Speaking in New Delhi yesterday, Microsoft chairman Bill Gates said that the Redmond software giant plans to invest $1.7 billion and hire 3,000 additional people in India over the next four years, as reported in today’s Wall Street Journal.
This announcement follows computer chip manufacturer Intel’s Monday statement that it planned to invest $1 billion in India over the next five years and explore manufacturing possibilities on the subcontinent, and Tuesday’s J. P. Morgan Chase declaration that the global financial company would add 4,500 new employees to its Indian workforce by 2007, doubling the number of people it employs in India. In October, Internet equipment maker Cisco Systems stated it would invest $1.1 billion in India.

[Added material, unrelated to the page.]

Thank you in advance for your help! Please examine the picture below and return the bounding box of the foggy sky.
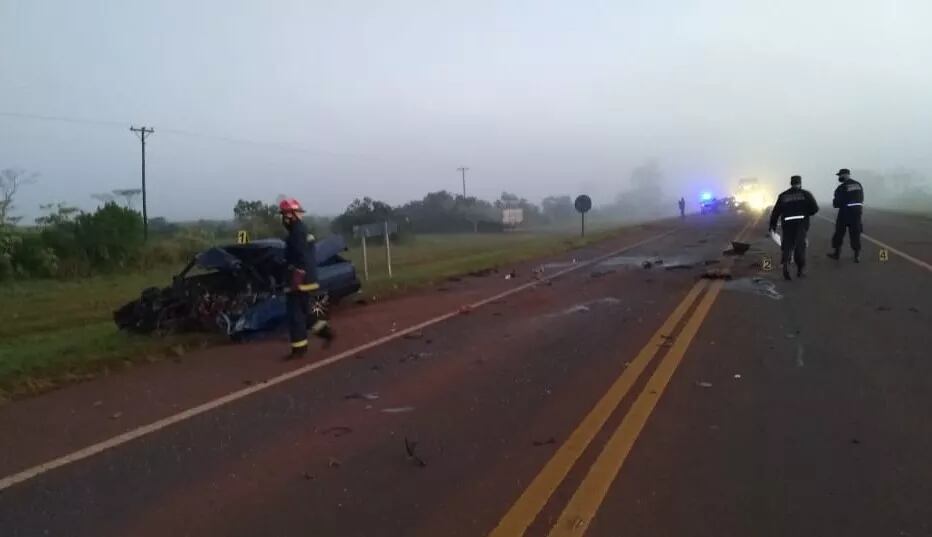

Gates said he expects India to become an increasingly important market for his company’s software as well as a source for the skilled and inexpensive engineers Microsoft needs to grow.
“We plan to bridge the digital divide, accelerate IT literacy and affordable access to technology,” said Gates.
That digital divide is already narrowing. An Associated Press report today stated that a just released industry study predicts that the number of Internet users in India will rise to 100 million in two years from the current 38.5 million.
And Gartner said yesterday that it expects annual technology spending by U.S. companies in India to more than double to $43 billion in the next four years.